We find in our Gospel today a person who is thrown into a survival mode. After mishandling and squandering his master's property, a steward is told that he's going to lose his job. In today's world, he would begin to email and fax out his resumes to all of his buddies. His goal was to maintain his lifestyle without doing much work. So he tries to make friends with those that owe his master money so that these people will help him out when he is expelled from his master's house. In seeing this, his master praises him for his fast emergency preparation. The master is impressed with the steward's quick-wittedness, decisiveness, and firm resolve to make the most of a difficult situation. And Jesus is impressed too, for he says, "For the children of this world are more prudent in dealing with their own generation than are the children of light." He is urging the "children of light" to imitate the ways of "children of this world," especially in the way the steward prepared for his future. He is not telling them imitate dishonest and manipulative ways of the steward, for the steward's goal was to maintain his lifestyle and comfort through mammon--money. But Jesus is urging "children of light" to be equally zealous in preparing for our entry into heaven.
We see people make unbelievable sacrifices in order to improve their life-style or standard of living. We see them invest a great deal of time, money and energy in acquiring skills, career, and education. We Christians also must put the same amount of zeal into the service of God. We serve only one master, Our Lord. Materially, we need to carry out Our Lord's mandate to improve the lives of the poor, to use our resources prudently and not to elevate them as idols. Spiritually, we have to make a heroic effort to be welcomed into heaven. Are we well prepared for spiritual Hurricane Katrina that will hit us--our death? For that did we stockpile acts of kindness, virtues, and fervent love for Our Lord? How will we answer Our Lord when he asks us just as he asked the steward today, "What is this I hear about you? Prepare a full account of your stewardship, because you can no longer be my steward."

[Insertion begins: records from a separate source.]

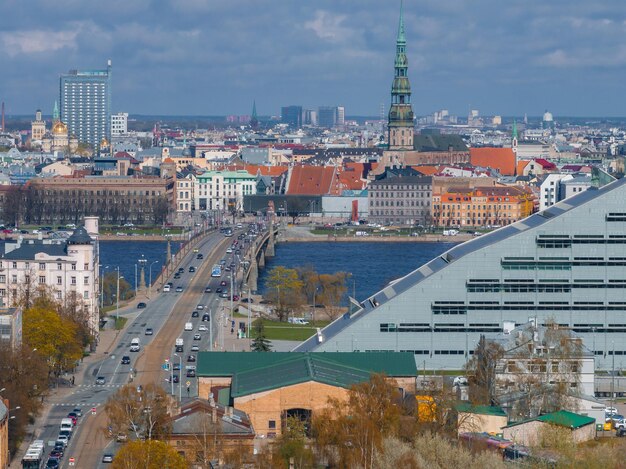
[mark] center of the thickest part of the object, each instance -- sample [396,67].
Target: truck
[134,345]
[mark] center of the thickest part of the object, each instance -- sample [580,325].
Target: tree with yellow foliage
[149,454]
[53,336]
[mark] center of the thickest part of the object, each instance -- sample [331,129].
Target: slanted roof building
[565,263]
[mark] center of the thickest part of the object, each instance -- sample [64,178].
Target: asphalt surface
[166,313]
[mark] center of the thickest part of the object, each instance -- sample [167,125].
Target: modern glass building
[566,263]
[86,104]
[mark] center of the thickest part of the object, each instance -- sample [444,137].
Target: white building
[223,190]
[550,189]
[185,193]
[68,267]
[119,123]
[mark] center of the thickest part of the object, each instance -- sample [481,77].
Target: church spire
[400,125]
[254,121]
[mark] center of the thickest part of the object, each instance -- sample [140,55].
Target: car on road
[53,463]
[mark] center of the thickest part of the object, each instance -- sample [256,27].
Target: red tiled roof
[502,159]
[313,180]
[427,170]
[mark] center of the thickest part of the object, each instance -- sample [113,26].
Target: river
[372,264]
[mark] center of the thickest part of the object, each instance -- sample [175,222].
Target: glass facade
[85,97]
[565,264]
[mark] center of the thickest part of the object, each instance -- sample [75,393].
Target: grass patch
[120,322]
[275,330]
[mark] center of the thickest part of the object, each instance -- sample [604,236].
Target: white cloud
[37,41]
[328,26]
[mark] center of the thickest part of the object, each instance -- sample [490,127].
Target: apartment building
[482,206]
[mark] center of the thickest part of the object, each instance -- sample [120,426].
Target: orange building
[502,159]
[482,206]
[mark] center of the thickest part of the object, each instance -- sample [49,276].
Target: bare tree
[140,409]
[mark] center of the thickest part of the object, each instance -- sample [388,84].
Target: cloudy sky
[213,57]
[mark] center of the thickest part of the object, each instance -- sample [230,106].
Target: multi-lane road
[166,314]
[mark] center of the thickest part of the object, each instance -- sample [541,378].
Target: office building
[119,124]
[291,115]
[327,117]
[565,264]
[86,104]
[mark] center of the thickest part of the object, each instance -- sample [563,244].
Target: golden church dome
[59,128]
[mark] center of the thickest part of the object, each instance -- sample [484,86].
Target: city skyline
[204,58]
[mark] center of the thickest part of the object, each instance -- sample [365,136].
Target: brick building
[270,387]
[482,206]
[114,199]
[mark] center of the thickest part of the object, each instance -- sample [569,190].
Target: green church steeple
[400,125]
[254,121]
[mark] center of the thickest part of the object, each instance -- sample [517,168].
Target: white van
[134,345]
[66,424]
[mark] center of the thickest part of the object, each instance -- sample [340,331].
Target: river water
[372,264]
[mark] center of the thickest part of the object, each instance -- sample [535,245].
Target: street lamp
[104,267]
[117,296]
[180,377]
[150,276]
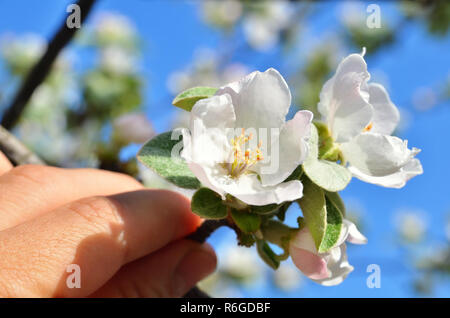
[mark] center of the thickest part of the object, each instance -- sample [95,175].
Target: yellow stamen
[243,161]
[368,127]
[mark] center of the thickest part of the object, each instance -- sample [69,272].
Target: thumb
[170,272]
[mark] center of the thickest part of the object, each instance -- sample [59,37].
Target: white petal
[214,112]
[395,180]
[261,100]
[386,116]
[338,267]
[343,104]
[377,155]
[197,169]
[292,146]
[249,189]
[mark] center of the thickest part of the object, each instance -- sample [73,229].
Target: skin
[126,240]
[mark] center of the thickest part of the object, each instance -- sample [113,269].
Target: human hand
[127,241]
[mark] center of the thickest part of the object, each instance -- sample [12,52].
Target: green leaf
[326,174]
[245,239]
[321,216]
[336,199]
[247,222]
[296,174]
[277,233]
[187,99]
[281,213]
[157,155]
[208,204]
[333,228]
[314,210]
[267,254]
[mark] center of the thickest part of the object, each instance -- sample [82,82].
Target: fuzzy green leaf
[336,199]
[208,204]
[333,228]
[247,222]
[314,210]
[187,99]
[157,155]
[267,254]
[326,174]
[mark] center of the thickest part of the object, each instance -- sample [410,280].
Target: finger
[98,234]
[31,190]
[5,164]
[169,272]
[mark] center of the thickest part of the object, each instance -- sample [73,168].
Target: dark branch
[38,73]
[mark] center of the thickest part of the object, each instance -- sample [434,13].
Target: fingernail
[194,266]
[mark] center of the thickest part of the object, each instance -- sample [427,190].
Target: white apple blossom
[258,102]
[361,118]
[262,26]
[329,268]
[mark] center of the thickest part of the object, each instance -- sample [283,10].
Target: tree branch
[38,73]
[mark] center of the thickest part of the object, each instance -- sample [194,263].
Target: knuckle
[31,173]
[99,210]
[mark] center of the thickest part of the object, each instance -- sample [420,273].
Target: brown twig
[38,73]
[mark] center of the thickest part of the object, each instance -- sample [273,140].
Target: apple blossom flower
[361,118]
[329,268]
[253,173]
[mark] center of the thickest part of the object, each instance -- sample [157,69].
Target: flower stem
[200,235]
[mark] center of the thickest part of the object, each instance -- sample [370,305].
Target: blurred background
[111,89]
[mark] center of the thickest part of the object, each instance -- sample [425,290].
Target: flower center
[368,127]
[242,159]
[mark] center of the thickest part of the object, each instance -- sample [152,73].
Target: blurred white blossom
[287,277]
[205,71]
[262,26]
[222,13]
[424,98]
[113,29]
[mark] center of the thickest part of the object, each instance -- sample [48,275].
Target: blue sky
[173,30]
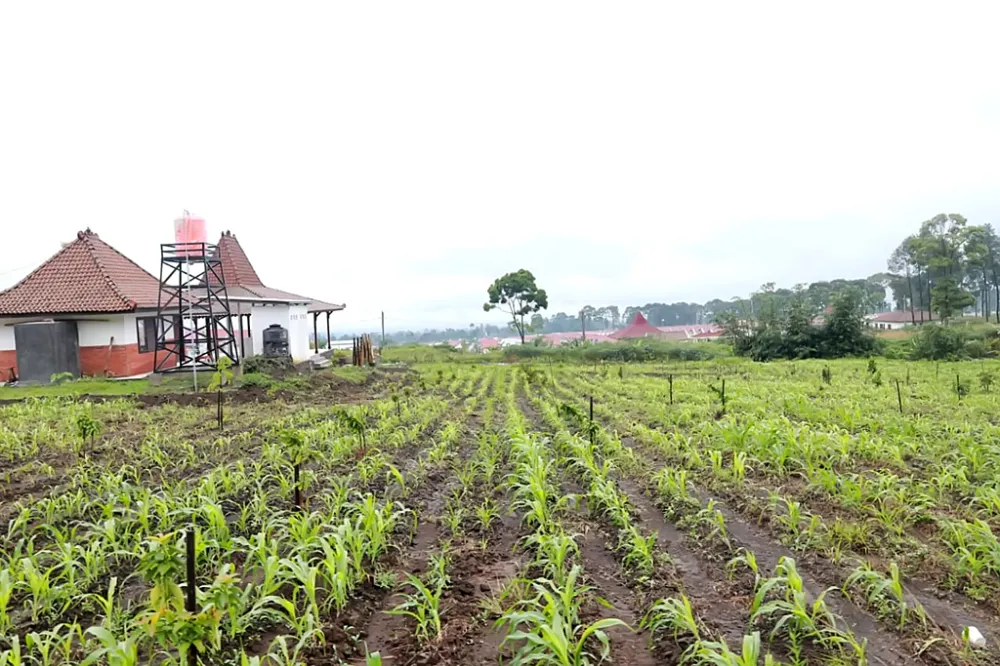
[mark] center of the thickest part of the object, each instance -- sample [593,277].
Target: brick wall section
[8,362]
[123,361]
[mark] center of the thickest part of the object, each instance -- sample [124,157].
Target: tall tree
[518,295]
[940,248]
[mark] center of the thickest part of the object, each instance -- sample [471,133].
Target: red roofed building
[106,306]
[104,293]
[255,307]
[639,328]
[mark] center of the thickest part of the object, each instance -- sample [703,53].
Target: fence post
[298,488]
[192,590]
[591,420]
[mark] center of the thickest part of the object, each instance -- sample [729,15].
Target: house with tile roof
[109,303]
[256,306]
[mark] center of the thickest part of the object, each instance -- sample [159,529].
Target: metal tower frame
[194,326]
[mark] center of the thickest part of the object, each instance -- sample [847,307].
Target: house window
[146,329]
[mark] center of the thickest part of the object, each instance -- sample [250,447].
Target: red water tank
[190,230]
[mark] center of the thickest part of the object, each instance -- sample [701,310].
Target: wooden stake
[192,590]
[592,420]
[298,488]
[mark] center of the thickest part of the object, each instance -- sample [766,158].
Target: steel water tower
[194,325]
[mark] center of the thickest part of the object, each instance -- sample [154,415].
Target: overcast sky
[400,156]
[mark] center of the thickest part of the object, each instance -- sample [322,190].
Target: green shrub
[977,349]
[267,364]
[939,343]
[256,380]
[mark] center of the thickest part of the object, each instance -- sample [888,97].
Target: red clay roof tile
[88,275]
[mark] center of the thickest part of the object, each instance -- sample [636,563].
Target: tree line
[947,267]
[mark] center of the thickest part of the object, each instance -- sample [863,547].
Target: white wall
[92,331]
[262,316]
[6,335]
[299,332]
[99,333]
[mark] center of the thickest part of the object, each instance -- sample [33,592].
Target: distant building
[888,321]
[95,309]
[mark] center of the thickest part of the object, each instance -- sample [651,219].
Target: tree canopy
[518,295]
[947,267]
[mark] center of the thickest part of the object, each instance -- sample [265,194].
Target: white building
[256,307]
[105,306]
[890,321]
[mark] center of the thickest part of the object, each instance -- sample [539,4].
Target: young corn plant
[885,594]
[486,514]
[639,552]
[782,602]
[424,607]
[675,616]
[548,629]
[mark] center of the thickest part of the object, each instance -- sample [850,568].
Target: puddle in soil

Sondra Abrahams knows well what Our Lord asked her when she experienced her life-after-death in the 1970s. She was an ordinary house wife who considered herself a good Catholic. She died all of a sudden at an young age due to medical complications. She met Our Lord after passing through a tunnel of light. As a welcome Our Lord hugged her, and she experienced the most profound happiness and joy she has ever experienced. Then Our Lord showed her life from the very beginning to her death. It was the most vivid movie of her life. At some points of her life, Sondra could see that she was loving to others and her heart was set on Our Lord. But at other moments of her life, Sondra saw how she fell short of responding to Our Lord's love shown to her. Our Lord was saddened at those moments. In comparison to the profound love that she experienced from Our Lord when he hugged her, Sondra wondered out aloud that she wished she could have been more patient, kind, and generous in response. After seeing all of her life, Our Lord asked her two questions. First he asked her, "Sondra, are you sorry for your sins?" Then he asked her, "Sondra do you love me?" It was the same question that Our Lord asked Peter after his triple denial. Then Our Lord asked her to go back to let people know about her experience.
We know we can be swept up preparing for the future. Our Lord reminds us always to put him in the future ahead of everything else. Are we prepared to meet Our Lord at this very moment especially when we receive the Eucharist and answer his questions, "Do you love me? And if you love me, how did you show that you loved me?"